Necessity: Doctrinal Preaching. Doctrinal preaching must be seen by the pastor and church staff as the catalyst for teaching doctrines in small groups. The pastor has the opportunity to show that doctrine is critical and applicable, as well as, setting the boundaries of truth for doctrine to prevent error. Preaching and teaching on doctrine must be
more than a dry classroom-style lecture. Yes, teaching must be systematic and clear, but we must show why doctrine is eternally serious and how it changes people when all of our lives are submitted to the authority of God’s written truth. The pastor can also guard the small groups from error by pointedly saying what a doctrine does and does not mean and why it matters. The bottom line is that a local church will be excited about what the pastor is excited about and emphasizes. The pastor must set the tone if doctrine is to be embraced and taught in small groups.

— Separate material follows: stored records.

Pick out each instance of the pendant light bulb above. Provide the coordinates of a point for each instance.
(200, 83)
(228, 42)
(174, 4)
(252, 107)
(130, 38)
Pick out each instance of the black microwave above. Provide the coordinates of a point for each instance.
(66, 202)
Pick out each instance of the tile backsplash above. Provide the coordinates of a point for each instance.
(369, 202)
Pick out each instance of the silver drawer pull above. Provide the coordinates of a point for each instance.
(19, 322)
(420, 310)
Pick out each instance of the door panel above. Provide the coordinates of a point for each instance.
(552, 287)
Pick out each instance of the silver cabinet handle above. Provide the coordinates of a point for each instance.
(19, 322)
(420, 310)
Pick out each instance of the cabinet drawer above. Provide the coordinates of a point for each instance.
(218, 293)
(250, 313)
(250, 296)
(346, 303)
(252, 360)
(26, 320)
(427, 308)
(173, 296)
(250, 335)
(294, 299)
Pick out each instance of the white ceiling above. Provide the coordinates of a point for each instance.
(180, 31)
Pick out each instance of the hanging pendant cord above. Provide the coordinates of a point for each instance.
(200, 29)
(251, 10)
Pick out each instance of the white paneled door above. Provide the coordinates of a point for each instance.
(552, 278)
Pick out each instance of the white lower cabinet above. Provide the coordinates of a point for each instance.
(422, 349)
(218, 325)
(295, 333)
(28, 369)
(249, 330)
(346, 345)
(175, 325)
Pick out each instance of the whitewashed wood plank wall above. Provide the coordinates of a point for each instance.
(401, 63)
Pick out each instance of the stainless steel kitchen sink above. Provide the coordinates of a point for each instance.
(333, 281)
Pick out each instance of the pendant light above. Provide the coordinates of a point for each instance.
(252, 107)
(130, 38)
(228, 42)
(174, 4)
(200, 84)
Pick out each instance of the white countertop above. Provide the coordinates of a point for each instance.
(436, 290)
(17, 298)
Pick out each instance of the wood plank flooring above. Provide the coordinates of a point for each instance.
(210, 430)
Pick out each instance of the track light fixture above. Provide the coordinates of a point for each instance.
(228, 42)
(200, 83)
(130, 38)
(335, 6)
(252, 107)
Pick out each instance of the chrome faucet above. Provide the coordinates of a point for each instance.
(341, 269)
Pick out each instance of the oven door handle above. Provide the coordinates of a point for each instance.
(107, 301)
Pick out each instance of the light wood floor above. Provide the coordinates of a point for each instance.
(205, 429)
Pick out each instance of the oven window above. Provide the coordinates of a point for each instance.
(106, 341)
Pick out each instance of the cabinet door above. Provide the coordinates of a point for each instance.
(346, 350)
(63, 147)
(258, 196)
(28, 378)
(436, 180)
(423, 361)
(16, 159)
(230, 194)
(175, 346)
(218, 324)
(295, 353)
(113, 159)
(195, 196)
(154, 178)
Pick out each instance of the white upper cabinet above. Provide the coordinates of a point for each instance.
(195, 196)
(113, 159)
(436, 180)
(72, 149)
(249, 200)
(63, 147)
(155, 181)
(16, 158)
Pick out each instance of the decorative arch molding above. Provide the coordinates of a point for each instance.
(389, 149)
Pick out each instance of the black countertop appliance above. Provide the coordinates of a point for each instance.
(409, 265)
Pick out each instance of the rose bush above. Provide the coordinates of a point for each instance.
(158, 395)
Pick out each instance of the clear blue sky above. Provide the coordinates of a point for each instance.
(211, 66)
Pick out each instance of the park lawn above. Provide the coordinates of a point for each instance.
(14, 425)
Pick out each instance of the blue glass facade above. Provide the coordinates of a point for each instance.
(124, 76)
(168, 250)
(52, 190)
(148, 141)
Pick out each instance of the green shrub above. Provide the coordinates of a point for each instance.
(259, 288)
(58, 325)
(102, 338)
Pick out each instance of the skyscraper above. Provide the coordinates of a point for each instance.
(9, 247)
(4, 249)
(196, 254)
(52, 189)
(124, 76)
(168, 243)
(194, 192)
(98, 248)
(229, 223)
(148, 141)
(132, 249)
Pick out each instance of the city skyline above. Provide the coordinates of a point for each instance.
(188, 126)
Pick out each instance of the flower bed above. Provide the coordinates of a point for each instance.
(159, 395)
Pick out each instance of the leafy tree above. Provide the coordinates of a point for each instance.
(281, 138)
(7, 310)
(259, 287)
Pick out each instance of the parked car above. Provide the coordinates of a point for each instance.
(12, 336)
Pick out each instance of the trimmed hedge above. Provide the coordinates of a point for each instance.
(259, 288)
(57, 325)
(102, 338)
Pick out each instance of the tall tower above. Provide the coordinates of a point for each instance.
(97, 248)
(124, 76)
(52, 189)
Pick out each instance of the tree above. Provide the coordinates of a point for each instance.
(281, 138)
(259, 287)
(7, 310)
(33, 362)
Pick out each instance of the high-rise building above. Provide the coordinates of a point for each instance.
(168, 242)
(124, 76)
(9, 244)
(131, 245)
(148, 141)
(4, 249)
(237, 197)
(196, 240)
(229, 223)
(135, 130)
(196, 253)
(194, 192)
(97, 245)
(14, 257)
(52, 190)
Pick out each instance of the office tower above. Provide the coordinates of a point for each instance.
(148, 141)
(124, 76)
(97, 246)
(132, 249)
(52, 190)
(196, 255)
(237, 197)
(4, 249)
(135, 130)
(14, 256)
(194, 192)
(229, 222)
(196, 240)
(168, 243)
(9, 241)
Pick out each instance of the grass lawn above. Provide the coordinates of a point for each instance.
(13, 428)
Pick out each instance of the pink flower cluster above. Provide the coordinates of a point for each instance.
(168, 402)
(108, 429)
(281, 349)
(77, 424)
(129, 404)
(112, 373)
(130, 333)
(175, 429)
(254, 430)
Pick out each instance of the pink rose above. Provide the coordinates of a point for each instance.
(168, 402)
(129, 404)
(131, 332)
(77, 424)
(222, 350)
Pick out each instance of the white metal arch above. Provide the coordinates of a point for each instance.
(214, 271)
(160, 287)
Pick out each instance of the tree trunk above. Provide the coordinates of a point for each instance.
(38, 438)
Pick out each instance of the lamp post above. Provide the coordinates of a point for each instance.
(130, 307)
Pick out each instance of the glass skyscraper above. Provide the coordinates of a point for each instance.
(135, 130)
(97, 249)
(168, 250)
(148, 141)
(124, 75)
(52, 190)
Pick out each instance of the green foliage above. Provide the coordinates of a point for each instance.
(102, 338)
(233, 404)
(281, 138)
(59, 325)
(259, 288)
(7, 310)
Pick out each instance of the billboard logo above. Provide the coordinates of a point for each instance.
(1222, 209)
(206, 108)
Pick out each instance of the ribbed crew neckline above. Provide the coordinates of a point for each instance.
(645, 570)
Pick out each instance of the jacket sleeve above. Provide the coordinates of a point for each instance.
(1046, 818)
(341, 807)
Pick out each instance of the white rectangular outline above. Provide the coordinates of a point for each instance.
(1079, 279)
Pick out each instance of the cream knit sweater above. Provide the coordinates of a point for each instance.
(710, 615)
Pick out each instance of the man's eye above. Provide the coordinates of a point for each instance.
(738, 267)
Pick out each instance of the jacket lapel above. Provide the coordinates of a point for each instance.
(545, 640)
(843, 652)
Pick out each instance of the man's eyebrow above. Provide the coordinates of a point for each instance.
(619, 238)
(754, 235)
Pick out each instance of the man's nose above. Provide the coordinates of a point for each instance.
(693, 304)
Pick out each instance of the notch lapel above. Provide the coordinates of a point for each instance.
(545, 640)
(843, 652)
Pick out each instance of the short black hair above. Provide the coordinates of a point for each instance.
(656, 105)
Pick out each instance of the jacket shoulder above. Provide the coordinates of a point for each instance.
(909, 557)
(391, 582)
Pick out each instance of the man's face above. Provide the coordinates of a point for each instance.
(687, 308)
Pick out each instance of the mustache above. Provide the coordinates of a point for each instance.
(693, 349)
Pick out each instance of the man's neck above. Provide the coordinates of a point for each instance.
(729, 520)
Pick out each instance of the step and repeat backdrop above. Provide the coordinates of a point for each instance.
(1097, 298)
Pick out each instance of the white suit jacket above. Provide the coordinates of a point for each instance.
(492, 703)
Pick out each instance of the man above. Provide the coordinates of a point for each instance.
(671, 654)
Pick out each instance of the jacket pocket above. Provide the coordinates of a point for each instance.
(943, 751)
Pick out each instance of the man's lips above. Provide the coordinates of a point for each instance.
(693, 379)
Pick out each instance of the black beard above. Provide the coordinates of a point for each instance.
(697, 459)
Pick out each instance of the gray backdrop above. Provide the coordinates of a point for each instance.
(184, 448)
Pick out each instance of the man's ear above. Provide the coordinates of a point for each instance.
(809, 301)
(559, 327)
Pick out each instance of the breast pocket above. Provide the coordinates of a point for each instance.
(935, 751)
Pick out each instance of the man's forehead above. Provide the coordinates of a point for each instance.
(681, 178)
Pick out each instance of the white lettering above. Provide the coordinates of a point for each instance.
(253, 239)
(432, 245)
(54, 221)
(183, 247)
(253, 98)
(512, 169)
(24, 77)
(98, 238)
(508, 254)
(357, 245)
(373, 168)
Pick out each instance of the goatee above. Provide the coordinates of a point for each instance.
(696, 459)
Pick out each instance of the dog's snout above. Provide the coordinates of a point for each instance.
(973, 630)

Suggestion: Link the content of the small group to the Sunday sermon to emphasize doctrine. Suppose your church was preaching through the book of Acts and questions about baptism kept being asked. The pastor and staff may decide to emphasize baptism by doing several sermons about it. In addition, to really press the understanding and application of baptism the small groups may be asked to take several weeks to go through supplemental content with application questions. The benefit of this is that the pastor can
frame the boundaries of the doctrine of baptism so as to guard against error and then ask his group to dig deeper. This also helps people listen more carefully to the sermon because they know they will be discussing it in their small group.
Necessity: Equipping and Training. Easier said than done – right? To teach doctrine simply means we are teaching the teachings of the whole counsel of God from Genesis to Revelation (Matt. 28:20, Acts 20:27, 1 Tim. 6:3). We have to multiply other Bible teachers by training them, but how do we do that besides handing them “Doctrine for Dummies?” Below are multiple ideas.
Suggestion: A multi-pronged strategy for training and equipping. Training Meetings – A couple of times a year get together with all the leaders and train them in a specific area like Bible interpretation.
Conferences – Take laypeople with you. Often pastors and staff go to conferences alone when they should be taking key people like small group leaders.
Blogging and Social Media – Start a blog and set a goal to write on a specific doctrine once a week (perhaps connected to the sermon), and put it on Facebook or Twitter, or send the link to the blog via email.
Articles and Video – Don’t have time to write? There is a mind-boggling amount of reliable resources via the Internet that you can post on Facebook or Twitter, or send by email. The Gospel Coalition Website is a wonderful resource with varying doctrinal points of view.
Modeling – The fact that you are writing, reading and then sending doctrinal content shows that you believe learning doctrine is important and people will see that and emulate it.
Model a learning atmosphere.
Free Books – Set aside some money to buy books for various groups to read. For instance, our staff, Elders and deacons recently read Mark Dever’s book, What Is A Healthy Church? Also, give good books away.
Availability and Lunches – Inquiring minds want to know, and when they do we should be available to teach them and learn with them. Carve out two or three hours a week to meet with people and make it known that you are eager to meet with those who want to discuss the Bible. Take people to lunch and make the most of it by asking a doctrinal question that is relevant to the sermon series or small group discussion.
Necessity: Intentional and Urgent Planning. Teaching disciple-making doctrine won’t happen by accident. There needs to be a customizable and intentional strategy that accomplishes a specified end. My guess is that almost all small groups are teaching doctrine, but the question is this: Are they teaching meaningful and life-changing doctrine? If you don’t know then there probably isn’t a plan and I hope you make one soon. For the sake of the spiritual health of our people and the glory of God, our small groups need to be teaching sound doctrine. What’s your plan?